From European Union (EU) High Representative for Foreign Affairs and Security Policy Josep Borrell’s answer to an MP question about what will be done regarding Kosovo’s refusal to set up a community of Serb municipalities, it stems that the EU insists that Pristina set up a Community of Serb Municipalities, in line with the 2013 Brussels agreement, but that it cannot “force” Kosovo to do so.

“The establishment of the Association/Community of Serb-Majority Municipalities was agreed by both Parties, Kosovo and Serbia, in the 2013 Brussels Agreement. The Agreement was ratified by the Kosovo parliament and Kosovo needs to fulfil its legal obligation and implement it without delays. Both Parties need to fulfil all their international legal obligations and implement the pending agreements. They also need to make further substantial efforts in order to reach a comprehensive legally binding agreement on normalization of relations, which is key to their European paths,” Borrell said in his written reply.

Borrell added that “addressing the needs of the Kosovo Serb non-majority community is an important element for EU actors in Kosovo” and that Brussels is closely monitoring all developments in these areas.

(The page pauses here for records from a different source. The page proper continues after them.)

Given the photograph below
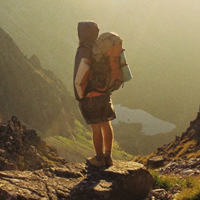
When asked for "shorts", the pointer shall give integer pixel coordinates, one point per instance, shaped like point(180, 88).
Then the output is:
point(97, 109)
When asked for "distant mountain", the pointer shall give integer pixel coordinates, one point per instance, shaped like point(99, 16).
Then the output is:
point(32, 93)
point(183, 148)
point(161, 39)
point(42, 102)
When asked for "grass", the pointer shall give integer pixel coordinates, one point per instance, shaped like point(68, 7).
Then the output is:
point(190, 186)
point(81, 147)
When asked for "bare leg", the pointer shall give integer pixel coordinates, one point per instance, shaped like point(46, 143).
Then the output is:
point(97, 138)
point(108, 136)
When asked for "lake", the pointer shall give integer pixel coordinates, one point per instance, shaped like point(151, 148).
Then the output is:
point(150, 124)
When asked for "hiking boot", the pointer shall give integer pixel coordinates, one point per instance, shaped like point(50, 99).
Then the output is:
point(96, 163)
point(109, 161)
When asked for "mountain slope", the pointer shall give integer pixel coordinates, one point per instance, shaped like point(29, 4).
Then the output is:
point(42, 102)
point(183, 148)
point(164, 61)
point(32, 93)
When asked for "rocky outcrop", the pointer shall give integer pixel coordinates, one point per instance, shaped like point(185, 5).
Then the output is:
point(124, 180)
point(32, 93)
point(22, 149)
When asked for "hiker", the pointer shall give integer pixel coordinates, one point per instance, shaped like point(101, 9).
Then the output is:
point(96, 107)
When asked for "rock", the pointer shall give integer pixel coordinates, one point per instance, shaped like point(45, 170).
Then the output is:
point(155, 162)
point(22, 149)
point(124, 180)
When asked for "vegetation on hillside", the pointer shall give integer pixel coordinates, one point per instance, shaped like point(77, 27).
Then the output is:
point(80, 147)
point(190, 186)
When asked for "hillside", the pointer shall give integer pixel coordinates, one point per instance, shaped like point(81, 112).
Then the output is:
point(164, 61)
point(42, 102)
point(182, 149)
point(32, 93)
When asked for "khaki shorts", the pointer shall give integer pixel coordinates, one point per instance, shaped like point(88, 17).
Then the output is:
point(97, 109)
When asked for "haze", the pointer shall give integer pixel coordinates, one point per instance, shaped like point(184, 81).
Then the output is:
point(161, 39)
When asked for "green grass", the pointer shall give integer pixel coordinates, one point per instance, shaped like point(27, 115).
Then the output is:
point(81, 147)
point(190, 185)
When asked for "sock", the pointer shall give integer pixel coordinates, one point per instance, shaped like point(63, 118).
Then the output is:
point(107, 154)
point(99, 157)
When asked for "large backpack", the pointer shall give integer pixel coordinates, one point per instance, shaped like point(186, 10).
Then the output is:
point(106, 66)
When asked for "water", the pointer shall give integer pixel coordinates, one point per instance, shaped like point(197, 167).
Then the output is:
point(150, 124)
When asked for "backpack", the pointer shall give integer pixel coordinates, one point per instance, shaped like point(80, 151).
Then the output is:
point(106, 66)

“The EU Rule of Law Mission in Kosovo (EULEX Kosovo) is actively supporting Kosovo’s law enforcement institutions in strengthening the rule of law, including their efforts to investigate security incidents related to religious and cultural sites. The EU has continuously reminded Kosovo institutions to swiftly and fully implement the judgment of the Constitutional Court on Deçan/Decane Monastery land ownership without any further delay” said Borrell when asked about the protection of Serbian cultural heritage in Kosovo, especially the Serbian Orthodox (SPC) churches and about the Pristina authorities’ earlier requests to UNESCO to remove these monasteries from the endangered world heritage list, but also to put them down as “Kosovan” rather than as “Serbian”.

“The EU attaches great importance to the rule of law, the protection of fundamental rights and freedoms, including rights of non-majority communities and religious freedom, and closely monitors all developments in these areas in Kosovo,“ Borrell added.

EU representatives have said a number of times that they do not have the mechanisms to “force” the two sides to honor the signed agreements but that they only remind them of this obligation and of the fact that their progress on the EU path depends on the fulfillment of obligations.

The reaching of a comprehensive legally binding agreement between the two sides remains a key requirement for their accession to the European Union.